Dodge Data & Analytics predicted in its 2017 Dodge Construction Outlook that office construction starts would finish 2016 9% higher than in 2015, primarily due to a few megaprojects in New York City, but would surpass that mark for 2017 with 10% more construction starts, or 10 million more square feet than in 2016.

In fact, Dodge predicted the office sector will see the strongest surge in starts of any other segment of commercial construction this year.

Alex Carrick, chief economist for ConstructConnect, said he expects an 11.3% uptick in private office construction starts in 2017, or $20.5 billion. "The cycle seems to be pretty strong," he said, reminiscent of 2007 and 2013 peaks.

Experts explain that demographic preference and employment factors are playing a role in the expected rise in the office sector this year, as well as creating a shift in office design trends.
Why office demand is on the rise

Carrick said the sector's growth is being driven by office-based employment, which saw a 1.5% increase last year. Job growth in professional business services, accounting and bookkeeping, architectural and engineering services, computer design services, telemarketing and customer service call centers are all driving the need for more office space, according to Carrick.

But there's more to the story than just the numbers. It's also about the "why" of the cities in which companies are choosing to build and the "who" they're trying to attract.

Long gone are the days when downtown workers scurried home to the suburbs, according to John Dempsey, principal of commercial development company CA Ventures' CA Office division. Workers are skewing younger, and millennials often prefer a downtown, walkable lifestyle — a trend that has not gone unnoticed on the part of employers.

Growing popularity of urban areas

The key to this draw is walkable neighborhoods with access to public transportation. These areas are where many employers have set their sights for new office construction. "You won't see the same surge in other locations that don't have that," Dempsey said.
Shifting trends in office design

The trend toward a more community-based lifestyle, Dempsey said, has trickled down to office design as well. Businesses are consolidating their floorplans and looking at office space "as a tool rather than a birthright."

When businesses need more room, they're now more prone to horizontal expansion rather than vertical growth. "They don't need one person in one work station when they’re on the road most of the time," Dempsey said.
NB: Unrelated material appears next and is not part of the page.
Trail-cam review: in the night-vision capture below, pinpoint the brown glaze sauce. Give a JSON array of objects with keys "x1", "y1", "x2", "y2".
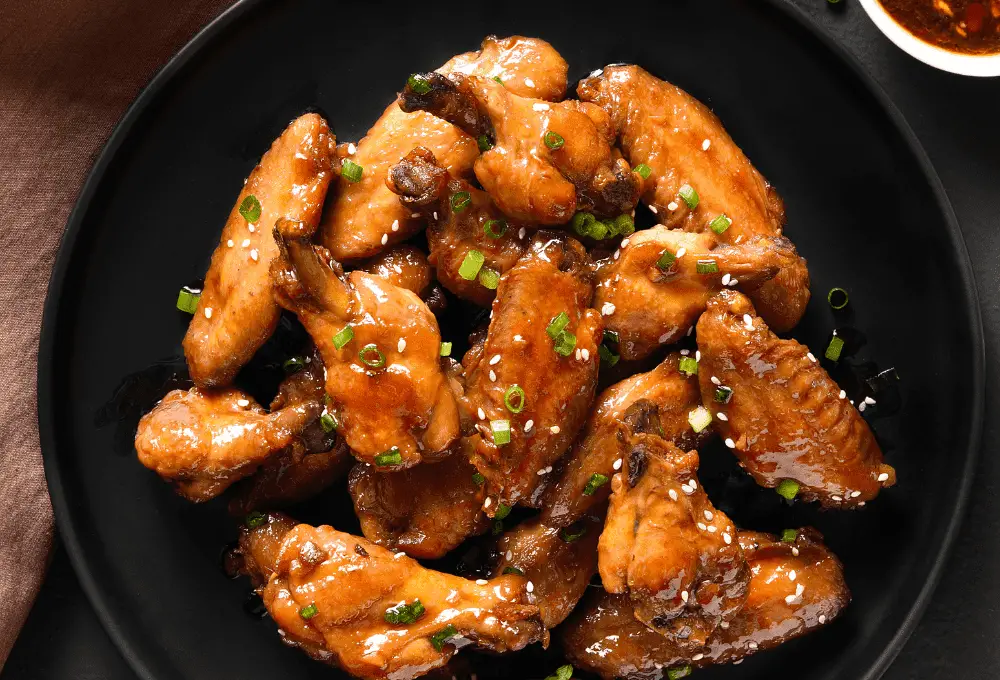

He noted that it's more common today for office space to be designed to enhance communication and sharing among coworkers, which results in getting work done faster. Dempsey said that no one has the time or finds it necessary to search for an answer across several floors of operations or wait for an email or a phone call. "Line of sight is very important these days," he said.

When it comes to the contractors building all this new office space, Dempsey said he hasn’t seen any problems with those in the office sector being able to handle the work. But when the market gets busy, developers benefit by having a proven group of contractors in the pipeline, he noted.